The Scranton Republican, Scranton, jeudi 5 novembre 1896, p. 3
La troupe se rend ensuite à Elizabeth.
1897
L'animatoscope de Lyman D. Howe (Enterprise Hall, 27 janvier 1897)
Lyman D. Howe présente l'animatoscope à l'Enterprise Hall :
JERMYN AND MAYFIELD
The animatoscope and phonograph entertainment to be given this evening under the auspices of the Crystal Fire company in Enterprise hall promises to be one of the most successful entertainments of the season. *The Sun" of Danville recommends the entertainment in the following:
"Prof.

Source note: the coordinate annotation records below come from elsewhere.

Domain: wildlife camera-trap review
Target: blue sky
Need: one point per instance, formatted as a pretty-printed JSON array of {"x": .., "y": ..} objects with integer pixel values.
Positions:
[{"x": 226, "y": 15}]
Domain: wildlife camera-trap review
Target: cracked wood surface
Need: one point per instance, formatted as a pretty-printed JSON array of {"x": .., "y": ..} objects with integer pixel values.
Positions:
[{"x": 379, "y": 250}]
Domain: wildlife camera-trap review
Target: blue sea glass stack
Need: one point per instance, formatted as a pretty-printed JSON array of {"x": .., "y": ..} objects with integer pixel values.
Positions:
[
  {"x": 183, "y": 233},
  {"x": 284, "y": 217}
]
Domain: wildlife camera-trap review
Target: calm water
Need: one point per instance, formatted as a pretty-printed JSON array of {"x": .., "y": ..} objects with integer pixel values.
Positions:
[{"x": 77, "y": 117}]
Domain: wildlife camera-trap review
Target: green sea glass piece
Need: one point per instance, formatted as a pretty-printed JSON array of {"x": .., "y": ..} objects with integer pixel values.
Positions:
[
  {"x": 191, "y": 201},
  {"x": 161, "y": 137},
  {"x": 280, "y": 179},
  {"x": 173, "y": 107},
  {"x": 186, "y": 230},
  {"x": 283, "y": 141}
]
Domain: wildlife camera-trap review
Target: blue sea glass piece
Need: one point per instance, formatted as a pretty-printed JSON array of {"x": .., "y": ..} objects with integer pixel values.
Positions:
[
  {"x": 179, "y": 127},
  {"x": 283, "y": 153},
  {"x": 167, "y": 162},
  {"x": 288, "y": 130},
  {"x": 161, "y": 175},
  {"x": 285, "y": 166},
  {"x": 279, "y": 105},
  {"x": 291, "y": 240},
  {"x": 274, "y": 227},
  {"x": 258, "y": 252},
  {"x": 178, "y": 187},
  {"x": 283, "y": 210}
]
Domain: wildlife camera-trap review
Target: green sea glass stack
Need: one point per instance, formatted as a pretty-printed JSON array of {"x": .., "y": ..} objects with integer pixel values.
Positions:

Lyman D. Howe gave a highly interesting entertainment in the Opera house last made up of remarkable life-motion pictures of the animatoscope and a large number of very catchy selections from the phonograph reproduced from distinguished singers, orchestras, impersonators, etc., performing on the metropolitan stage. By means of a funnel-shaped appliance attached to the phonograph every selection reproduced was to be heard distinctly in all parts of the house. The audience derived much enjoyment from the realistic sounds issuing from the phonograph and expressed their appreciation by frequent applauses. It was the animatoscope, however, that was looked forward to with the greatest interest, as it was the first appearance here of this new and novel invention. Nor was the audience disappointed. On a large screen in the rear of the stage, scene after scene was reproduced from real life, the objects going through with their natural lite-movements. There were fire scenes, in which the smoke was seen to suddenly escape in a volley as the door of the burning building was opened, while several horses one after other came galloping out from the flames-scenes in which the fire engine rattled by to the scene of the fire and later of the fire itself with firemen on a ladder receiving from an upper window children in their night clothes who in succession they passed to the ground. There were a great variety of scenes many of them amusing, the phonograph reproducing the sounds suited to the action in the picture. The performance closed with a view of the ocean, the swelling breakers rolling in to the shore, carrying with them all the awe and sublimity of the original."
The Scranton Tribune, Scranton, mercredi 27 janvier 1897, p. 8.